The MCLAG solution is the same for 8400 and 8320 switches.
The MCLAG elements are:
- Control plane: Inter-Switch-Link and Keepalive
- Data plane L2: MCLAGs
- Data plane L3: Active gateway
What is MCLAG?
MCLAG is the technology that allows for the configuration of link-aggregation-groups (LAG) with member ports distributed across two chassis.
MCLAG is also the name of these distributed LAGs. These MCLAGs are layer 2 LAGs, and are the optimal solution when connecting layer 2 access devices like access switches and mobility controllers.
Why MCLAG?
MCLAG's main advantage is that it provides redundancy by providing dual homing to layer 2 access devices without the need for STP and at the same time keeps the management and control planes of the two aggregation devices independent, maximizing availability.
Control plane
The inter-switch-link is:
- a function that implements the coordination and synchronization of MCLAG information like LACP neighbors, MAC address tables, etc.
- configured on a link between the two chassis implemeting MCLAG - this link is not dedicated to this function, and it can and does carry other traffic
A separate IP-based keepalive mechanism completes the control plane by providing an integrity check in the case of an ISL failure.
Data plane:
MCLAGs are layer 2 LAGs configured on both chassis that connect to a single access device like a switch or mobility controller. From this 3rd device's LACP point of view, all ports in the LAG belong to a single device.

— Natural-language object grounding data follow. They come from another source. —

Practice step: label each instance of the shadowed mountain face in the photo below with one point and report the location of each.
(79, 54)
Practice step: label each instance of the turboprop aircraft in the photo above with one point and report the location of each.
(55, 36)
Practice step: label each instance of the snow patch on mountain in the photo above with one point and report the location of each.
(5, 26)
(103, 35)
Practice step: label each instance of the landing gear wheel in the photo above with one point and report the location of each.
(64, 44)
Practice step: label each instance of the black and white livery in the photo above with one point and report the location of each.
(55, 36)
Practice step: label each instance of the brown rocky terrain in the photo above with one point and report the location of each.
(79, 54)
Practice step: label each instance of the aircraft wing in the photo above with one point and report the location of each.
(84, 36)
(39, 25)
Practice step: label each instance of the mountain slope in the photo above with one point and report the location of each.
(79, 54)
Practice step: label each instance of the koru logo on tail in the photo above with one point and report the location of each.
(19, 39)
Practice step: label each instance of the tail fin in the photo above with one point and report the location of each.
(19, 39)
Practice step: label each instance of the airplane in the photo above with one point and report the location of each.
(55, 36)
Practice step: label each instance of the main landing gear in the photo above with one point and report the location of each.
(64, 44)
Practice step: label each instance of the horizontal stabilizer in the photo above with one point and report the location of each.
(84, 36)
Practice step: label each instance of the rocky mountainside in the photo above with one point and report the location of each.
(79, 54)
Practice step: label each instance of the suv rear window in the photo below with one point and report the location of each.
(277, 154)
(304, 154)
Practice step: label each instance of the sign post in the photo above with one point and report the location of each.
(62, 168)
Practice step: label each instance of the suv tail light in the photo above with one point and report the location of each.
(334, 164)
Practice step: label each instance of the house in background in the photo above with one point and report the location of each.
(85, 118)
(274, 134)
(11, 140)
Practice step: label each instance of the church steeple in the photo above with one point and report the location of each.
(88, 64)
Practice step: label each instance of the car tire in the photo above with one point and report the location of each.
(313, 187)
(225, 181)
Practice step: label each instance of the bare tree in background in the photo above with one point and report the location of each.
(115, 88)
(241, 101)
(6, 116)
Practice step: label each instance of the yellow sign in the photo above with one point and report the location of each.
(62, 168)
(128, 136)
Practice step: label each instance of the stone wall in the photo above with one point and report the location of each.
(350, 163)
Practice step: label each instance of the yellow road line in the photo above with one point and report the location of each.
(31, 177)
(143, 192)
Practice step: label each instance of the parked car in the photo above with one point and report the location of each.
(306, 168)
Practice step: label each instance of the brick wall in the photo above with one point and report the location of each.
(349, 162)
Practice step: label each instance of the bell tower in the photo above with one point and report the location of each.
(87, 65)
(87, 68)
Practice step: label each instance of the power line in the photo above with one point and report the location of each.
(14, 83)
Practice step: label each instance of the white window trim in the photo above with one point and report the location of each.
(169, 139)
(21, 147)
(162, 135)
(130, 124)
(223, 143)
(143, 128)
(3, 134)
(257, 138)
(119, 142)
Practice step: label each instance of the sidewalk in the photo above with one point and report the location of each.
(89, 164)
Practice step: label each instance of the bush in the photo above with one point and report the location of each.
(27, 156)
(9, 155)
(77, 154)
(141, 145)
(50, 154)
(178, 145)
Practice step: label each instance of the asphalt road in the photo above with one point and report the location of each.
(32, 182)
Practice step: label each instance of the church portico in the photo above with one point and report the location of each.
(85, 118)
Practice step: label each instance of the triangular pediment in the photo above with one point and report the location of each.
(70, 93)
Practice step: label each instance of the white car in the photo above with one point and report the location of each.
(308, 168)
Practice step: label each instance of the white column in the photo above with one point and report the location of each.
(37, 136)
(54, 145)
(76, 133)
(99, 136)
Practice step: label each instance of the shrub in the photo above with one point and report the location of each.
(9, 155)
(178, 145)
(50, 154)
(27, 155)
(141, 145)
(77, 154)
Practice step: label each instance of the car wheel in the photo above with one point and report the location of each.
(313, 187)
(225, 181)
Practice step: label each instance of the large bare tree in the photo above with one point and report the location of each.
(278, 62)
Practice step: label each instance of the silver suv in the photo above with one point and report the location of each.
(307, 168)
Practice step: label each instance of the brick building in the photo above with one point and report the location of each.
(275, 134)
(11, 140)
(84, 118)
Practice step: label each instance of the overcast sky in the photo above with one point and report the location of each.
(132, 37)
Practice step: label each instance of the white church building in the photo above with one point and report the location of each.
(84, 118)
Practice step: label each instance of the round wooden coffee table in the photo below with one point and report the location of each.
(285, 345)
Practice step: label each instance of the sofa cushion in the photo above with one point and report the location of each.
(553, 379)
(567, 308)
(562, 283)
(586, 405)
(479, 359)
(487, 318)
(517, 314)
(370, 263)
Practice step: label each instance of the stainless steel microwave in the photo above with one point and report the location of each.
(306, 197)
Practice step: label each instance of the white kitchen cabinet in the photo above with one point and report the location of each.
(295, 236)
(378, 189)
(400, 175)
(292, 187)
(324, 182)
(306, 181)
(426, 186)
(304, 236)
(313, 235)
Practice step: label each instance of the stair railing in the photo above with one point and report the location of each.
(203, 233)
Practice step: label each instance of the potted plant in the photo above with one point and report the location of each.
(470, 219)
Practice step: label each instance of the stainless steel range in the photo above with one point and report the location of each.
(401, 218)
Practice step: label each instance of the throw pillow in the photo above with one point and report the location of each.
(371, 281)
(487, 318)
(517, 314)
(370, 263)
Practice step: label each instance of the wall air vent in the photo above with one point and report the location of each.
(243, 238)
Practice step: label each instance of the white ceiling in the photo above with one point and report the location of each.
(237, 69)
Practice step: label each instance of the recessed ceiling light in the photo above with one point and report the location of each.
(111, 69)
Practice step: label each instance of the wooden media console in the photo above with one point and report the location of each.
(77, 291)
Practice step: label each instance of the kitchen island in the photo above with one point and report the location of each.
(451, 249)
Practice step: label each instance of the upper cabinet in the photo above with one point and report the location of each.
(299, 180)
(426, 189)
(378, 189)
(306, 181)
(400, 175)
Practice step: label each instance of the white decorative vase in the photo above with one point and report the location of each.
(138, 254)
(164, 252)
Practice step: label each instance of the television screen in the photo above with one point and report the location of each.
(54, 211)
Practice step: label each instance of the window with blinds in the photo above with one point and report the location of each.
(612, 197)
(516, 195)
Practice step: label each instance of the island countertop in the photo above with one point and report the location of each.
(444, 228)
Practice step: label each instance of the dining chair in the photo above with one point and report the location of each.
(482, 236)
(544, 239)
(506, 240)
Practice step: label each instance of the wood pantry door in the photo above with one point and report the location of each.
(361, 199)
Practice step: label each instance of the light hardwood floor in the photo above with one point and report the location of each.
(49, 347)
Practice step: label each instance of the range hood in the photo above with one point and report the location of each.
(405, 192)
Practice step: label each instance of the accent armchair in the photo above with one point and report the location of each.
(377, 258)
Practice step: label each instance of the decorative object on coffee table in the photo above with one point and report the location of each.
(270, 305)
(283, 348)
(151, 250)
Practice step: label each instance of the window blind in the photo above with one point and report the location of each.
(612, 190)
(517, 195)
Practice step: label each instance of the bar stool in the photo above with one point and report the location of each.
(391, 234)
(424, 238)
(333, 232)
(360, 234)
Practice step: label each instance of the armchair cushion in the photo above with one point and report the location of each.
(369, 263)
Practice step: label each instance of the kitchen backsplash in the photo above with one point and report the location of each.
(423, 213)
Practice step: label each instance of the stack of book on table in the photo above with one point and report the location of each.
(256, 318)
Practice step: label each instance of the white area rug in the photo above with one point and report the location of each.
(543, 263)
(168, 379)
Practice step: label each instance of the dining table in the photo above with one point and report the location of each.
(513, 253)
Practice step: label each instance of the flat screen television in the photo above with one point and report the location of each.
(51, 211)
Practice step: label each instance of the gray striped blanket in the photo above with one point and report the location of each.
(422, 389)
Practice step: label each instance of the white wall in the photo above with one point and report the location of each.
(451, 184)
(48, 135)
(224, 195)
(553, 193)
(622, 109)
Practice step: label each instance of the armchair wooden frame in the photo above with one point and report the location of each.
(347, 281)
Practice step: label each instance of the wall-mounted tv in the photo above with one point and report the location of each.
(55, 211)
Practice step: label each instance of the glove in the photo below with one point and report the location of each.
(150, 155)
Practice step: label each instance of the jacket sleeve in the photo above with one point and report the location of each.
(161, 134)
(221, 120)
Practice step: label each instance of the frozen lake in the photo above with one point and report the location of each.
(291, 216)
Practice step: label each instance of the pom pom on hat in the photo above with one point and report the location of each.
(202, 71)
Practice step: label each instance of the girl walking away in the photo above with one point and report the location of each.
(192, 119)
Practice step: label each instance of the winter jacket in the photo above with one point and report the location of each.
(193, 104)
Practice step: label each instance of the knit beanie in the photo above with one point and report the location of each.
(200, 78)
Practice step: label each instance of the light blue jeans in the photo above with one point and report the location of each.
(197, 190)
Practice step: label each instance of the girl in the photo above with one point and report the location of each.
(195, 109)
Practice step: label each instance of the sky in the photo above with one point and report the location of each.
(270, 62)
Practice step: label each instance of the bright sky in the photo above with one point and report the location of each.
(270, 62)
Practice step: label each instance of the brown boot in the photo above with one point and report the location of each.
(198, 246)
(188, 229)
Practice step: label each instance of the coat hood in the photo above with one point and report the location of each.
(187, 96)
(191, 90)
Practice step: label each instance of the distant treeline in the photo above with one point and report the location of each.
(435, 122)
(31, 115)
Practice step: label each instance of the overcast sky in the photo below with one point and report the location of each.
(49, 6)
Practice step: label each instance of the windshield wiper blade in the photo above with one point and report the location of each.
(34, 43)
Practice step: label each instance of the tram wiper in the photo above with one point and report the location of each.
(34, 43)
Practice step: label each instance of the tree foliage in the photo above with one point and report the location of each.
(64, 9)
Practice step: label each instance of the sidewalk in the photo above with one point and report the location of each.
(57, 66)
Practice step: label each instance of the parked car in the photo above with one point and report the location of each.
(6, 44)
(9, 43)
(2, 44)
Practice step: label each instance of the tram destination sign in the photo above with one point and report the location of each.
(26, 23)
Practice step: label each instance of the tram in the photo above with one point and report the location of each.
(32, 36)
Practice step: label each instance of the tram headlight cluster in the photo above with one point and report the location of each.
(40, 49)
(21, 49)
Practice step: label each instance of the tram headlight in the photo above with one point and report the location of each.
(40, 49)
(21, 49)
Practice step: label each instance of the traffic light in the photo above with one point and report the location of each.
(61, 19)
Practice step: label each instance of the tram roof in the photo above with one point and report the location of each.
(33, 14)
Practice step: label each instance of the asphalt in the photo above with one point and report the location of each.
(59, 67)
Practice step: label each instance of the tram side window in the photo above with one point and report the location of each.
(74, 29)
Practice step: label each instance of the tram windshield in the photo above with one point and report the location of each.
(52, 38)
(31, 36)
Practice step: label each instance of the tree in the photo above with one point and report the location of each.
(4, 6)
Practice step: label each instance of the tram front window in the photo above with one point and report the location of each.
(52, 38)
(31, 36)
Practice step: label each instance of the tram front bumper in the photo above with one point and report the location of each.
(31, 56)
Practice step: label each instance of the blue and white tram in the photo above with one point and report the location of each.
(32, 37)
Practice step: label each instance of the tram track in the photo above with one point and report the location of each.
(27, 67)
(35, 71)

The Active Gateway is a layer 3 function of MCLAG that provides an active-active gateway for the clients connected to the access device(s).
What is VSX?
MCLAG as described above is available today.
VSX is the next generation of MCLAG, that will simplify the deployment, streamline the configuration, ensure configuration consistency across the two chassis, and take advantage of the unique database-centric OS architecture to provide deeper visibility into MCLAG's management, control and forwarding planes.